Blogs, Other Online Resources I Recommend for D&D
Under this tab, I have begun to compile a list of my favorite blogs and online resources for 4e and 5Next editions of D&D, as well as a brief review of them. It is by no means a complete list at this point, and it will continue to grow as time goes on.
Entry #1: Dungeon's Master.com (Great Content, Numerous Posts)
This is one of my favorite sites (Dungeon's Master.com). Prolific with advice and actual skill challenges you can use, it is useful for any Dungeons & Dragons campaign. It also contains an entire section devoted to optional background ideas and adventure hooks for the Eberron campaign setting, so if you are into that setting it is a gold mine. Rarely will one find that more than a couple of days has passed between posts, and everything is nicely organized and laid out by category. Its main contributors are Ameron (Derek Myers), Wimwick (Neil Ellis), and Bauxtehude (Liam Gallagher). I highly recommend it!
Entry #2: At-Will (One of the Best Blogs, but no New Posts)
Although the authors of At-Will are no longer actively writing new posts, this site remains one of the best places to find D&D content and inspiration. It's also a great place to find advice on how to design skill challenges and provides many ready made ones. In addition, DMs and players will find the Off the Grid series very informative on how powers in 4th edition can be used in a more creative manner. Perhaps my favorite posts, though, are the ones under the heading Serious Skills, in which you can find a useful break down of skills, what they are supposed to represent, how they can be utilized in a game, and a discussion of how to expand each skill's role to cover actions not directly covered by an existing skill.
Entry #3: Sarah Darkmagic (Downloadable Delves, Maps)
Sarah Darkmagic’s blog serves up numerous interesting posts and items about Dungeons and Dragons. In addition, it sponsors a free art library (The Prismatic Art Collection) where artists submit images to promote heroic figures of all ethnicities, gender, and backgrounds in fantasy role-playing games. My favorite place to visit, though, is the tab for downloadable delves. Here the site offers a large number of mini-adventures, free PDFs that can be inserted into an existing campaign. The site also has a tab for RPG maps, some for free and some not for free. You can also find a filter for locating previously published adventure modules.
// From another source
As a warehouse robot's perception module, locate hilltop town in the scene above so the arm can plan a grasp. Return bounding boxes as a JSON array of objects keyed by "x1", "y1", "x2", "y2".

Entry #4: Critical Hits Scores a Hit with Interesting Posts
If you are looking for frequent, interesting posts about Dungeons and Dragons 4th edition, look no further than Critical-Hits.com. It has no less than seven regular writers and more than a dozen guest columnists, all of whom provide high-quality comments for Dungeons and Dragons 4th edition. Blog posts are made twice weekly or more, and the site provides a plethora of great posts on skill challenges, such as how to run them, how to make them, and example challenges. The only complaint I have is this: it would be nice to see the site’s old posts categorized somewhere on the front page under a series of headings so that you can easily find them again. In the past, I have been unable to locate several interesting posts I have previously read when months later they drop off the front page. The site does have a search engine, though, and a series of topics tabs (though it would be nice to have those topics broken down even further into subcategories).
Entry #5: Greywulf's Lair Offers Witticism, Interesting Topics
Cropped banner image of Greywulf's Lair
This blog comes at you from across the pond. That’s right, jolly old England, or is it Great Britain, or the United Kingdom? (It’s all so confusing to us Americans, you know). Anyway, Greywulf is an extremely insightful and entertaining blogger.
Whether it’s an article exploring ideas on what format Wizards of the Coast should explore for publishing D&DNext, or giving vivid recounts and results of a D&DNext play test, or venting opinions on whether or not the game should be sexist, readers of Greywulf's Lair will usually find something interesting to read. Oh, and Greywulf's Lair also posts computerized renderings of fantasy folk. I don’t really go there for that, though, and he doesn’t really diverge into much else. But that’s all right, because I find his topics of great interest and his writing quite witty. I highly recommend it to anyone who likes to play D&D.